CPUのマルチコア性能で約21%もの大差(2500点前後の開き)がついていたことを考えると、この約3%という差は実質的に「ほぼ互角」であり、体感できるレベルの差ではないと言えます。
なぜGPUでは差が縮まったのか?
CPUのマルチコア性能においてXperia 1 VIIIが伸び悩んでいた原因として、当サイトでは「発熱抑制やバッテリー持続時間を重視した、ソニー独自の強めの出力制限(サーマルスロットリングや電力制御)」が入っている可能性を指摘しました。
しかし、今回のGPUスコアを見る限り、グラフィックス処理(GPU)に関してはそうした極端な制限はかけられておらず、SoC本来のポテンシャルが素直に発揮されていると考えられます。Galaxy S26 Ultraは高クロック版のSoCを搭載しているとみられますが、GPUの基本性能においては、Xperia 1 VIIIも一歩も引いていません。
ゲームやグラフィック処理での活躍に期待
スマートフォンにおけるGPU性能は、主に3Dゲームの快適さや、動画編集、AR機能などの処理能力に直結します。

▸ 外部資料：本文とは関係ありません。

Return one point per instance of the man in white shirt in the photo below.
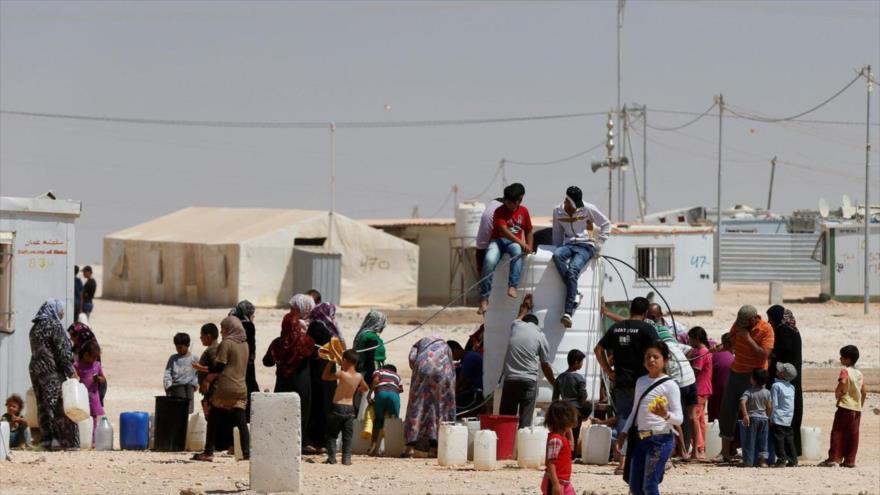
(575, 247)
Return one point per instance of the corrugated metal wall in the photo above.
(769, 258)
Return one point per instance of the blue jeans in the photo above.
(570, 262)
(754, 440)
(493, 255)
(648, 460)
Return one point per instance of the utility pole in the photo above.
(332, 183)
(720, 102)
(645, 156)
(620, 177)
(772, 175)
(867, 73)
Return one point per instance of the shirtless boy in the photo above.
(342, 413)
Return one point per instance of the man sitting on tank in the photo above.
(574, 246)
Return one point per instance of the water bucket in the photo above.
(31, 414)
(531, 447)
(713, 440)
(172, 414)
(104, 434)
(596, 444)
(485, 443)
(85, 428)
(134, 431)
(4, 440)
(395, 442)
(236, 444)
(75, 398)
(359, 444)
(196, 432)
(473, 426)
(452, 444)
(811, 443)
(505, 428)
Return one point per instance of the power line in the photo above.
(554, 162)
(693, 121)
(299, 125)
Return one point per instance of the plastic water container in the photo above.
(395, 442)
(713, 440)
(811, 443)
(31, 412)
(4, 440)
(104, 435)
(236, 444)
(531, 447)
(452, 445)
(485, 443)
(75, 398)
(505, 429)
(596, 444)
(359, 444)
(85, 428)
(196, 432)
(134, 431)
(473, 426)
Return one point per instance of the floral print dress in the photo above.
(432, 392)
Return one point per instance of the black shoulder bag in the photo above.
(632, 436)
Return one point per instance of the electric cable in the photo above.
(686, 124)
(554, 162)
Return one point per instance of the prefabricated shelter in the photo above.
(214, 257)
(37, 248)
(841, 252)
(434, 236)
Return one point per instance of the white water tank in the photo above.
(531, 447)
(467, 221)
(452, 444)
(540, 278)
(485, 446)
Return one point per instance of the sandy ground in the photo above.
(136, 341)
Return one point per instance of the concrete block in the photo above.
(276, 443)
(776, 291)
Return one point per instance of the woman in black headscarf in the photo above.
(244, 311)
(787, 349)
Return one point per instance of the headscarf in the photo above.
(326, 314)
(232, 329)
(375, 321)
(788, 319)
(51, 310)
(776, 315)
(293, 345)
(244, 311)
(303, 304)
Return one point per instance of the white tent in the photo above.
(217, 256)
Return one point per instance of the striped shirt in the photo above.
(386, 380)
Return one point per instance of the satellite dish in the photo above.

CPUのベンチマーク結果だけを見ると「Xperia 1 VIIIはパフォーマンスが抑えめなのでは?」と懸念されましたが、今回のGPUスコアを見る限り、グラフィック負荷の高いヘビーなモバイルゲームなどにおいては、Galaxy S26 Ultraと同等クラスの非常に快適なプレイ環境が期待できそうです。
CPUではソニーらしい「安定性・持続性重視」の安全マージンを取りつつも、グラフィック性能の足腰はしっかりとフラッグシップ級に仕上げてきていると言えます。単純なCPUスコアの数値だけで端末の優劣を語ることはできず、今回のGPUスコアの判明によって、Xperia 1 VIIIの実使用ベースでの評価がさらに楽しみになってきました。